ちょっと現場がバタバタしてて……ご迷惑にならないといいんですが」


「いやいや、ぜんぜん大丈夫です。天気もいいし、すでにいい雰囲気ですよ。ワイドで押さえたい感じです」


 そう言って、竹下さんはステージ周辺とカメラアングルをさっと見渡した。


 竹下さんは、機材を担いだスタッフたちに手際よく指示を出しながら、ナナさんが差し出したスケジュール表を軽く目で追った。

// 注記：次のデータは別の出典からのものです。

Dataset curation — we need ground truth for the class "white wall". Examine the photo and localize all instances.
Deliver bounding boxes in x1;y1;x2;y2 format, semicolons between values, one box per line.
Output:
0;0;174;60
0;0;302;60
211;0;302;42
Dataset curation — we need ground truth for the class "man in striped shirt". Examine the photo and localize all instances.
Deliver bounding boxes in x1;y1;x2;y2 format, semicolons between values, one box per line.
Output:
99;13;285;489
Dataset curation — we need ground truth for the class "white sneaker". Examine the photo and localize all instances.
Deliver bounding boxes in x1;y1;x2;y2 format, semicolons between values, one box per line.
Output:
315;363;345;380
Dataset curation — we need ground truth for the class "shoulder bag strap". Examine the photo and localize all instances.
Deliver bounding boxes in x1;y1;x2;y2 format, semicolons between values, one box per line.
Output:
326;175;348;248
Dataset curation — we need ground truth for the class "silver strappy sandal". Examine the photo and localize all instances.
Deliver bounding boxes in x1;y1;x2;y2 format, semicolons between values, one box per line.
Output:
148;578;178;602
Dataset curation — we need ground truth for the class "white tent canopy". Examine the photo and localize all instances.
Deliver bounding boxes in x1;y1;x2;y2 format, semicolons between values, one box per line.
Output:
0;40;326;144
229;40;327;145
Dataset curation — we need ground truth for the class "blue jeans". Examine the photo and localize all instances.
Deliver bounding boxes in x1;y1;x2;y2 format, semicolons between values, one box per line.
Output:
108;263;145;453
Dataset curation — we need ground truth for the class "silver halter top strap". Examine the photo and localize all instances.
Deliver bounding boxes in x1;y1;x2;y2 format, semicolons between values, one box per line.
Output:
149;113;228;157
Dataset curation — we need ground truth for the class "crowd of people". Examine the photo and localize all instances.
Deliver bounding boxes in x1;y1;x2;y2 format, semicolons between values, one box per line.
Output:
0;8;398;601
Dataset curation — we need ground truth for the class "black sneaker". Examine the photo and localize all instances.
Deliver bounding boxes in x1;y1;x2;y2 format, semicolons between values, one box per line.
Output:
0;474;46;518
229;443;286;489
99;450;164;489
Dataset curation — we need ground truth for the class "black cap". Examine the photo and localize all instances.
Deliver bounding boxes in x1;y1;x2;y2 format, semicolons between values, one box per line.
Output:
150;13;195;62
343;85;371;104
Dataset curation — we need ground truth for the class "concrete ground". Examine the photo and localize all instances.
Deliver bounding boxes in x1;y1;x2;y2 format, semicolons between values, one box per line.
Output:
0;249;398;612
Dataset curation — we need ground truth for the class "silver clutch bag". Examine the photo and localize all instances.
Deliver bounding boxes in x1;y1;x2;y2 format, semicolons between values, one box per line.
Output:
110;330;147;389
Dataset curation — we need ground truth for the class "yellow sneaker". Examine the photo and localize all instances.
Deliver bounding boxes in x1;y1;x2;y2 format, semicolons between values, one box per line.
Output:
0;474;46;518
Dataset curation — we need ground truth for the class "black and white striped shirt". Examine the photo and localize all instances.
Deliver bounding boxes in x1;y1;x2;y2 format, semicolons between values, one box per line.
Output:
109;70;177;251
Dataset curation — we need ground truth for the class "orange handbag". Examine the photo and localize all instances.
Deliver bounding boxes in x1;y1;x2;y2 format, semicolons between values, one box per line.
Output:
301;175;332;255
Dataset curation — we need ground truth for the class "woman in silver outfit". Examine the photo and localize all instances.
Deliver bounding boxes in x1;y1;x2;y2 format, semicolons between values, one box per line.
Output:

「お電話でもお伝えしましたが、夕方のニュースで“地域の力、日本の宝”という特集を組んでまして。今、昭和の町や豊後高田の地域活動を追ってるんです。高校生と地元カフェの共同企画なんて、かなり注目してます」


 ナナさんは、小さく息を整えたように笑みを浮かべた。


「わ……ありがとうございます。これからちょうど、“ありがとう発表会”が始まるところなんです。

会場の空気……伝わるといいな。

——よかったら、そのまま、感じたままを撮ってください」


「なるほど、了解です。もし、発表の合間に少し時間がとれそうでしたら……主催のナナさんと、高校生代表の方に、簡単にインタビューさせていただけると助かります」


 ナナさんは一瞬ユウカに目をやり、それからうなずいた。


「はい、大丈夫です。……私たちも、ちゃんと伝えたいと思っているので」


竹下さんは、笑みを絶やさぬまま、小さな手帳にペンを走らせた。


「初開催って聞いてたんですけど……想像以上ににぎやかですね。正直、“いい絵”が撮れそうだなって思いました。ありがとう発表会、楽しみにしています」


 ナナはうなずいた。けれど、その笑みに、ほんのわずかに影がさしたようにも見えた。


「……あの、内容はとても素朴で、たぶん、“派手な絵”にはならないかもしれません。

でも……どうか、よろしくお願いします。

それと……発表の中には、個人的な話も混じっていて。

できれば、放送の前に――本人に、一度だけ確認を取らせてもらえると、助かります」


 竹下は、一瞬だけまばたきをして、手の動きを止めた。


「……あ、なるほど。はい、もちろん。事前に確認できるように調整します」


その声には、さきほどの軽やかさとは少し違う、わずかな硬さがにじんでいる。


ナナさんは笑っていたけれど――私は、少しだけざらっとした。


大人たちの言葉が、どこか噛み合っていないような気がして。

そのわずかな隙間に、不安がふと、忍び込んできた。